WHICH IS ABOUT as vague a description as one can give. Although Crain's Chicago Business reported late Wednesday that the COLA would drop and state employees would have to work up to five years more before qualifying for retirement in order to cut $160 billion in costs during the next 30 years.

DURKIN: Offering up "details"
From the reports that emanated from the Bilandic Building (the one-time State of Illinois Building now named for the former state Supreme Court justice and Chicago mayor), the leaders say they reached an agreement Wednesday on something they can all support.

They plan to let the rank-and-file of the Legislature know the specifics on Friday, with the legislators actually meeting at the Statehouse for the one-day special session that was previously scheduled.

CULLERTON: Working to get votes
Which means that a bill could then go to Pat Quinn – the guy who originally tried cutting off the Legislature’s paychecks until they got their act together and sent him something he could sign into law.
 
IT WAS NICE to see that Quinn on Wednesday was willing to put aside their past snubs of him and say he wants to work with the legislators to get something approved – even though it would seem he doesn’t know exactly what they’ve concocted in the name of “reform.”

RADOGNO: Also in on deal
“I look forward to working with the leaders and members of the General Assembly over the coming days to get this job done for the people of Illinois,” Quinn said, in a prepared statement.

Such a statement was the best Quinn could do to be included in the process, since it appears that at the time the legislative leaders were meeting in Chicago to hash out details, Quinn himself was in Washington, Ill.

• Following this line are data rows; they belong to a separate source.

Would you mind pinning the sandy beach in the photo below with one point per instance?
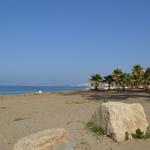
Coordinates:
(24, 114)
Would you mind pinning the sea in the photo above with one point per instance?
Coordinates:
(34, 89)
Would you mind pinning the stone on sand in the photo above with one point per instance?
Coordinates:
(117, 118)
(50, 139)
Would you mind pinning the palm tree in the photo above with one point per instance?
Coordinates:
(126, 81)
(117, 76)
(146, 79)
(137, 74)
(109, 80)
(95, 80)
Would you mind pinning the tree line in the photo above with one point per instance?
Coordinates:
(137, 78)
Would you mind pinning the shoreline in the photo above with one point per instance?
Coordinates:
(25, 114)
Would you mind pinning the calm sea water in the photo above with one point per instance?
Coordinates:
(32, 89)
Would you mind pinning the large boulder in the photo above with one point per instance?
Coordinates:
(51, 139)
(118, 118)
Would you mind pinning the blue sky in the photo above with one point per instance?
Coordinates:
(63, 42)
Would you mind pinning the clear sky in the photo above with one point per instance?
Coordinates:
(63, 42)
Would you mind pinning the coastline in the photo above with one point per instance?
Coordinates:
(24, 114)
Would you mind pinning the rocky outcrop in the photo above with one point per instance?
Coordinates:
(51, 139)
(118, 118)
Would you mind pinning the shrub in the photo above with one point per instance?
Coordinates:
(138, 134)
(95, 128)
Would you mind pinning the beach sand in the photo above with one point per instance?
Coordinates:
(24, 114)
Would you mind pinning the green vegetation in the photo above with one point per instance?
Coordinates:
(95, 80)
(147, 134)
(140, 135)
(95, 128)
(126, 136)
(138, 78)
(105, 100)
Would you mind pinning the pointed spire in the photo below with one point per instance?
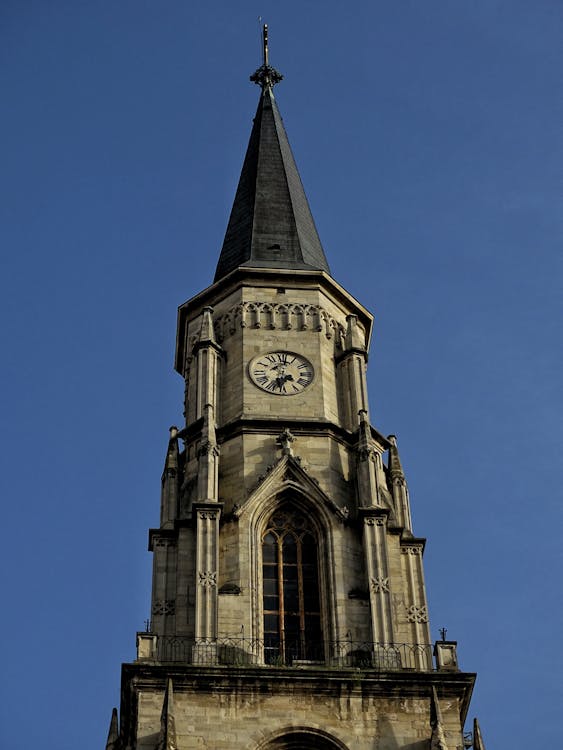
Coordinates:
(167, 735)
(395, 467)
(478, 743)
(113, 734)
(271, 225)
(171, 461)
(438, 738)
(207, 332)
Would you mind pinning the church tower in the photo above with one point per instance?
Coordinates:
(288, 599)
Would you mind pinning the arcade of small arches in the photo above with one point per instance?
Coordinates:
(303, 738)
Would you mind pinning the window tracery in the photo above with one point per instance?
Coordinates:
(291, 597)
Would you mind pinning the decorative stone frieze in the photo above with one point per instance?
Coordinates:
(416, 613)
(163, 541)
(375, 520)
(208, 579)
(270, 316)
(379, 585)
(207, 515)
(164, 607)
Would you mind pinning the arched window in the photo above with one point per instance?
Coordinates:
(290, 573)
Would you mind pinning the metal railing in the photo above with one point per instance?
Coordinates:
(243, 652)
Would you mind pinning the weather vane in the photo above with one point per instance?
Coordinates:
(266, 76)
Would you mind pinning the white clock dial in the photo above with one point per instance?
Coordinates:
(281, 373)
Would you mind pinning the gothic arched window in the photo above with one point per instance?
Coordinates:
(290, 574)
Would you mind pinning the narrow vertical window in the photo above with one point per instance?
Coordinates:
(292, 617)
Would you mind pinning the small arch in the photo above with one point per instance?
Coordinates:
(302, 738)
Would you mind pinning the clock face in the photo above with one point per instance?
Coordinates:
(281, 373)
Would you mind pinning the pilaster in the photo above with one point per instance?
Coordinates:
(207, 569)
(377, 569)
(352, 370)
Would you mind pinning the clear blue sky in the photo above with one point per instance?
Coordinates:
(429, 139)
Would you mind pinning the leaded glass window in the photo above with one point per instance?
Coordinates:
(292, 617)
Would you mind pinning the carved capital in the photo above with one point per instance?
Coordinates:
(379, 585)
(208, 449)
(207, 579)
(207, 515)
(416, 613)
(164, 607)
(375, 520)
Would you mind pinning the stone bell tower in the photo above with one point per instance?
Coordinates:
(288, 599)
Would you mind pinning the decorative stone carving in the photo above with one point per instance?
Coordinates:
(164, 607)
(411, 550)
(417, 614)
(208, 448)
(285, 316)
(162, 541)
(366, 454)
(284, 440)
(207, 515)
(208, 578)
(380, 585)
(374, 521)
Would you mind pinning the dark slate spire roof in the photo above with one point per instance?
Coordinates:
(271, 225)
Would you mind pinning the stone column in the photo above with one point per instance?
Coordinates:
(352, 370)
(377, 569)
(206, 572)
(416, 604)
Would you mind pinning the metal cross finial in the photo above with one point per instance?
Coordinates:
(266, 76)
(265, 39)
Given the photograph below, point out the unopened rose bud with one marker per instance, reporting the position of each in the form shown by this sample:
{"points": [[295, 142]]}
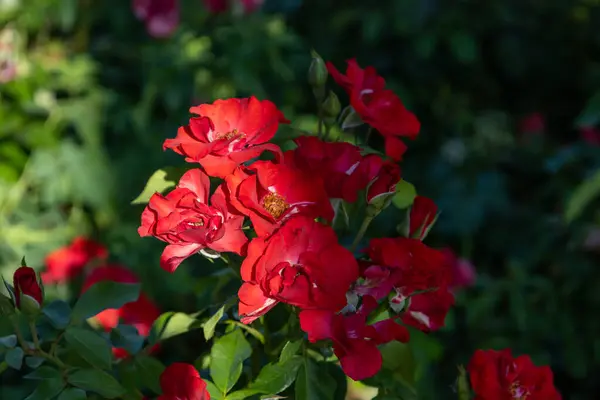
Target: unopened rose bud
{"points": [[317, 72], [331, 106], [28, 290]]}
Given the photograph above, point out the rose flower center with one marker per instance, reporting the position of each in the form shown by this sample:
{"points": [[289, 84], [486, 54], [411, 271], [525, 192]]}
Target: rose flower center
{"points": [[275, 204], [234, 134]]}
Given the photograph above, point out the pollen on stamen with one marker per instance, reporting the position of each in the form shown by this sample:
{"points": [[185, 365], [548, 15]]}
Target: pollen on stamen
{"points": [[275, 204]]}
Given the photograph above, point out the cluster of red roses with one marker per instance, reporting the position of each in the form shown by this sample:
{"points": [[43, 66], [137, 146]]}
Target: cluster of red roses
{"points": [[296, 257], [66, 263]]}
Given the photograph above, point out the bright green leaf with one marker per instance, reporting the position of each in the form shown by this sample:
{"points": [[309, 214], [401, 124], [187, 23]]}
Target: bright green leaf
{"points": [[227, 356], [289, 350], [97, 381], [275, 378], [158, 182], [90, 346], [314, 382], [211, 323], [59, 313], [72, 394], [405, 194], [170, 324], [102, 296], [582, 196], [14, 357]]}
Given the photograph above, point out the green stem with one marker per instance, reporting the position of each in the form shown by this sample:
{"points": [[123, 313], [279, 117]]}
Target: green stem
{"points": [[361, 232]]}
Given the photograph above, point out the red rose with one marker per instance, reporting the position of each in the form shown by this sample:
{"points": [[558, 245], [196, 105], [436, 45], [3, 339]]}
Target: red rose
{"points": [[67, 262], [380, 108], [344, 170], [423, 214], [28, 291], [354, 342], [228, 133], [384, 182], [301, 264], [271, 193], [184, 219], [140, 313], [180, 381], [496, 375], [160, 16]]}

Along with the Chicago Blackhawks – who ventured to the central Illinois community that was devastated by tornado earlier this month. Quinn, the Blackhawks and Rep. Aaron Schock, R-Ill., to host a Thanksgiving holiday luncheon.

I SUSPECT THIS will be the last time that Schock (who has hinted about his own gubernatorial aspirations someday) will want to be seen in public with Quinn.

In fact, I suspect that the legislative leaders handled this the way they did because they weren’t about to share any more of the credit with the governor than they had to.

There’s also the fact that Bruce Rauner, the millionaire Republican gubernatorial challenger was quick to jump all over the plan, saying he opposes it even though he doesn’t really know what it consists of either. He’s just being contrarian, since his campaign seems meant to appeal to people who are ideologically inclined to despise organized labor.

It seems he wants to believe it doesn’t go far enough, even though the unions that actually represent state government workers are now complaining that they weren’t included in the talks. They believe it will be too harsh!

QUINN: Excluded from the "fun?"
VERY FEW OF us have a clue what to expect come Tuesday, and whether it will someday be found acceptable by whichever court winds up getting the inevitable lawsuit challenging “reform.” This is an issue that isn't going to go away, no matter how much our political people want to pretend that it's now resolved.

The very thought of all this makes me sleepy – even more so than the tryptophan I will consume Thursday in my holiday meal.